With so many unknowns, Hicks said it’s also hard to guess what the schedule or cost impacts may be to the submarine and aircraft carrier construction programs taking place at Newport News Shipbuilding today.
“I think it’s too early to think we have any schedule adjustments to make. Again, not knowing what tomorrow is, but it’s too early to think we have any schedule adjustments to make yet. Not to say we won’t. But we also are working with the various [Program Executive Offices] – I was on the phone with [PEO Carriers Rear Adm. Jim] Downey today, to make sure his priorities and my priorities are aligned and that I understand what the most important ship is, relative to aircraft carrier construction, for him. I know that my counterparts on the [Virginia-Class Submarine] team are doing the same with the submarine PEO … and all the way up to [Vice Adm. Tom] Moore at [Naval Sea Systems Command].”
Hicks said constant communication between the yard and its customers will ensure that available workers are put on the right projects, and that if something has to be sacrificed it’s volume work and not critical path work that more directly determines a ship’s delivery schedule. Once the workforce is back at 100 percent, he said, they can look at overtime and other options to make up volume work as needed.
Teleworking and Digitization
The shipyard happened to be in the midst of a digitization effort, with the future aircraft carrier Enterprise set to be the first ship built from fully digital plans instead of paper drawings. This effort has actually made mass teleworking go smoother than expected in a lot of ways, Hicks said.
“We are much better prepared than I think many of our peers may be” because of moves the company has made in recent years. The company already has 11,000 laptops deployed and bought 500 more to support teleworking employees. Designers, engineers and planners can work from home full-time because of the digital ship plans. Others, like financial analysts, have been able to divide into a blue/gold teaming model so they’re at work half the time and crunching numbers at home half the time, Hicks added.

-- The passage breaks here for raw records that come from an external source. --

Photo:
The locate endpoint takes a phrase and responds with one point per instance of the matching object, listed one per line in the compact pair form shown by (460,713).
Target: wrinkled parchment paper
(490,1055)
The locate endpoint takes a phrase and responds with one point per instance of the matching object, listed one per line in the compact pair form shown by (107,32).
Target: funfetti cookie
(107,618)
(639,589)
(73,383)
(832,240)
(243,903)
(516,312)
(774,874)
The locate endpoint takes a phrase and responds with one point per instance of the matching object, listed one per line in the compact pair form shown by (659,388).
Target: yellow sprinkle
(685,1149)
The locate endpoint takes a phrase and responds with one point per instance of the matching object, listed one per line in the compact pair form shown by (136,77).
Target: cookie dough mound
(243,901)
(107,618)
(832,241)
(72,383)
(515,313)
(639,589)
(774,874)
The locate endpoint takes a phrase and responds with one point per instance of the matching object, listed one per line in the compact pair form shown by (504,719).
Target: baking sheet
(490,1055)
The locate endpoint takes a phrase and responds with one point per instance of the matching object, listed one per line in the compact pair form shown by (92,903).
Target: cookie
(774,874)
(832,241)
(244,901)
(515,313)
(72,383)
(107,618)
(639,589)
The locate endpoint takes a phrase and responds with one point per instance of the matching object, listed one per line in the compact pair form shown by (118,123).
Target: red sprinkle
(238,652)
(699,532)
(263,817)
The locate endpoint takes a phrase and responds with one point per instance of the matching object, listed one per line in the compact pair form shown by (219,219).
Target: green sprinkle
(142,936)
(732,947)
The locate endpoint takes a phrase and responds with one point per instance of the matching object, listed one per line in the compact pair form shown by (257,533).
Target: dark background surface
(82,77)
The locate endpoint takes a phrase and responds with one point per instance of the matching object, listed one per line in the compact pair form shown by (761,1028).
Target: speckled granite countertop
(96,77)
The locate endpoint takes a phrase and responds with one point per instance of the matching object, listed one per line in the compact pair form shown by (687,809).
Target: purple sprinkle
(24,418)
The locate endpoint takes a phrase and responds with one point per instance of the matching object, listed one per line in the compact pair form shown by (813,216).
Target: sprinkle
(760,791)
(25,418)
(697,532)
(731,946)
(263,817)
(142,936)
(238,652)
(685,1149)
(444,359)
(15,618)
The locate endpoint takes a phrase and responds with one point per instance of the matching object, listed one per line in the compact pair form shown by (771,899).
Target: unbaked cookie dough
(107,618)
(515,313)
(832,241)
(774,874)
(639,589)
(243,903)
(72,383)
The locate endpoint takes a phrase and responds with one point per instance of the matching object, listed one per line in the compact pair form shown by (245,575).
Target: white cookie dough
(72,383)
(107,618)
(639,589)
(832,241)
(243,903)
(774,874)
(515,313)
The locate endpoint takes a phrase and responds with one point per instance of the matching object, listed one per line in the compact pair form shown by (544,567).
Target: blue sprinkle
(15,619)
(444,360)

Though the company has had some bandwidth limitations, and it realized early on it didn’t have enough phone lines, Hicks said they’re working through any challenges they encounter but are overall “in a much better spot” as a result of the move to digital. In fact, other than cleaning supplies, the additional laptops and network bandwidth have been the only real spending items for the company to support the yard’s pandemic response.
Additional Cleaning
Branche said the shipyard had bought a range of products, from cleaners to aerosols to fogs, to disinfect all kinds of work spaces.
They’ve even developed “a newfound relationship – right at this second it’s a match made in heaven” – with an unusual nearby partner.
“We’re buying hand sanitizer from the local distillery that converted over from their traditional product line – which has been good, it’s not necessarily a neighbor we’ve done a lot of business with up until now, but it’s been super to have them so close,” she said.
Branche said it was hard to say how much more often spaces were being cleaned compared to usual, mostly because the employees themselves had begun wiping down bathroom countertops, door handles and other surfaces on their own, to keep themselves and their coworkers healthy.
She added the employees themselves had put up signs as well as marks on floors in places where people queue up – to get food, to get tools, to get drawings – and “just having the marking on the deck just kind of helps to say, oh yeah, this is where I have to stand,” has been very helpful.
“I think the shipbuilders themselves are taking this seriously, they’re leaning in and they’re trying to give themselves visual reminders to stay safe,” Hicks said.
“The fact that they’re leaning in like that is refreshing to me, as opposed to waiting for someone else to do it for them. They’re really taking ownership of this situation and their own personal safety.”